Брошусь в ноги адарону, молить буду...
Боги милостивые, сберегите маркиза Торнейского? Такие люди - должны жить.
Матильда Домашкина.
- Пара-па - пара-па-пара-па-па - о - е!
Настроение было замечательное.
Матильда шла на работу, довольная и собой, и жизнью.
Впереди выходные, а еще сегодня можно забежать к Сергею...
Кажется, девушка поняла, что интересного находят люди в сцене. И вроде бы не платят им толком, и пик популярности прошел, ан нет! Лезут и лезут, словно им медом намазано...
Не медом. И даже не деньгами, и не популярностью.
Есть в этом... нечто такое... почти нечеловеческое.
Когда ты открываешься для людей и отдаешь им себя, свою душу, мечты и надежды. И люди возвращают тебе то же, но уже от себя. Грандиозный энергообмен.
С громадным залом - или с маленьким клубом, не суть важно. Но если ты поймаешь этот драйв, есть тебя хоть раз подхватит и понесет на своем гребне волна искренности - все. Ты пропал.
Мы ведь достаточно лживые создания в повседневной жизни. И стараемся лишний раз не открывать душу, чтобы в ней отхожего места не устроили. А тут...
Ты можешь сказать о себе - все. И тебе ответят...
Это - чудо?
Нет, это сцена. А Матильда поняла это, когда у них с Сергеем стал образовываться круг... почитателей? Фан-клуб?
Тоже неверно.
Просто приходят несколько человек, сидят, слушают... даже денег не бросают, видно, что не у всех они есть. Но - сидят. И от этого на душе становится тепло и уютно.
Матильда открыла дверь приемной...
- Ой!
- Ни фига себе с фига?
Девушки оказались на редкость единодушны.

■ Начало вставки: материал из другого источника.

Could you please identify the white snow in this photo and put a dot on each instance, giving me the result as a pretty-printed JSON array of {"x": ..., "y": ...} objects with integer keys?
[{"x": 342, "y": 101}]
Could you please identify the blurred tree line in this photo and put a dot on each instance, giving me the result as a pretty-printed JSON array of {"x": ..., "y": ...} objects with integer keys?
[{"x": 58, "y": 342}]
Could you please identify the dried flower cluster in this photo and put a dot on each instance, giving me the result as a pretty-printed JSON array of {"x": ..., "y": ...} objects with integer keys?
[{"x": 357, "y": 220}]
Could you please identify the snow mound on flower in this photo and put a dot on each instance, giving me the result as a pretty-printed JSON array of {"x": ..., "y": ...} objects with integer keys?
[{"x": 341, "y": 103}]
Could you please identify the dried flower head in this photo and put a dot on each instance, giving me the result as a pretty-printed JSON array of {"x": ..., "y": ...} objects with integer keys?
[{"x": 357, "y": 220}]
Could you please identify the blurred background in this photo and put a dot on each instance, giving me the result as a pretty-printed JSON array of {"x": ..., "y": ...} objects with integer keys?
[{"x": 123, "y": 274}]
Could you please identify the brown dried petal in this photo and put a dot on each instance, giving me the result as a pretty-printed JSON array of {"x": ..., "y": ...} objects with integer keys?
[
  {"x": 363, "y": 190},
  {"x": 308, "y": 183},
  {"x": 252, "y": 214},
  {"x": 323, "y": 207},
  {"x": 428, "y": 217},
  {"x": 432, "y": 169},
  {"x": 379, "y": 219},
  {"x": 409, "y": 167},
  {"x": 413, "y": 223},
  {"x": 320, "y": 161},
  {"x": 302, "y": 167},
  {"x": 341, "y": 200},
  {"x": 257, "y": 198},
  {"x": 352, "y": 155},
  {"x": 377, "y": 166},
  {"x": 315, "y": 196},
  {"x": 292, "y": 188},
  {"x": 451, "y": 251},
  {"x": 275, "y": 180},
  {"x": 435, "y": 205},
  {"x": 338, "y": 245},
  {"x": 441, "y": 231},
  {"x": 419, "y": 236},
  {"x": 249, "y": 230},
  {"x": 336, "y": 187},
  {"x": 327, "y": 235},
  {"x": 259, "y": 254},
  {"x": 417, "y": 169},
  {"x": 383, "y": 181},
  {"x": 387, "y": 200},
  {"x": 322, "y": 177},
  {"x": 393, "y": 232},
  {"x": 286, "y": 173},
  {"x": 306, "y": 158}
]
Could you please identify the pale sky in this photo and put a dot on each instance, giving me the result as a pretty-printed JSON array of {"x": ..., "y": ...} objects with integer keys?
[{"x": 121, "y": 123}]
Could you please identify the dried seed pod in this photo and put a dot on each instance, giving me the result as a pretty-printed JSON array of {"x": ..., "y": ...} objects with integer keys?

На столе, нагло потеснив в сторону бумаги и канцелярские мелочи, гордо стоял букет гербер. Роскошных, разноцветных, пушистеньких таких и очень уютных.
- Прелесть какая!
Малена сунула нос в герберы.
- Тильди, они так пахнут! Нежно...
- Ага... это редкость. Значит, дорогие, как собаки!
- Это же цветы?
- У нас их везут черт знает откуда. И они не пахнут, разве что химикатами опрыскают.
- Фу...
- Нравится?
Голос был самодовольный. Девушка - сейчас уже Малена, а не Матильда, развернулась. В дверях стоял Антон Владимирович.
- Да, - честно призналась герцогесса. - Это мне?
- Тебе, кому ж еще?
- Спасибо. Они замечательные.
Антон помялся немного, а потом кивнул на шкаф.
- У нас есть папка по Мурманску. Найди и принеси.
Малена кивнула - и занялась работой. А сердечко так и пело от радости.
Может быть, глупая, наивная, неуклюжая, но это была попытка сделать ей приятное. Не схватить за задницу, как трактирную прислугу, а просто - подарить что-то, что наверняка будет принято и понравится. Это... ухаживания?
Малена мечтала.
Не век же она будет учиться, и потом, когда-нибудь, когда закончится договор с Давидом, она сможет с Антоном встречаться, а там, кто знает...
Матильда молчала, не желая обрывать подруге крылья. Пусть помечтает. Это ведь такое чувство... первая любовь! И первый мальчик, который понравился, и кошмарная юбка, которая даже попу не прикрывает, и ресницы, с которых тушь на пол-лица осыпалась, и трепет в сердце оттого, что ОН посмотрел, и первая записочка...
У нее это было. Пусть и у Малены будет. Иначе потом могут быть проблемы. Лучше уж нагуляться сейчас, и разочарование пережить сейчас, и все остальное - тоже.
С небес на землю герцогессу опустила Нина, которая зашла за зажимами.
- Привет. Есть крокодильчики? А то у меня закончились?
Матильда, которая в том числе и заказывала всю канцелярку, и распределяла ее, согласно требованиям и потребностям, достала из шкафа коробочку.
- Такие? Или покрупнее?
- Такие в самый раз, - согласилась Нина. И кивнула на цветы.
- Антон, что ли?
- Д-да...
- Ясно, что не Давид.
- Почему? - любопытство у герцогессы возобладало, тем паче,, что селектор молчал и не светился.
Нина хмыкнула.
- Кофе сваришь? Мне перерыв на пять минут нужен, а то сдохну...
- Сварю.
- А я пока сигаретку ухвачу. Умоталась... сейчас целую контору оформила. Но оно того стоило!
Малена кивнула. Стоило, наверное. Антон платил фиксированную сумму, но прибавлял процент от заказов. Не наработала? С голоду не помрешь, но и не пожируешь. А у Нины дочка...
Стаканчик с кофе Малена вынесла прямо на улицу. Стоял осенний теплый денек, из тех, когда солнышко забывает, что надо готовиться к отдыху и светит во всю мощь. А зиму девушки дружно не любили. Погреться бы пока...
Нина как раз метко бросила бычок в урну, и с улыбкой приняла стаканчик с кофе.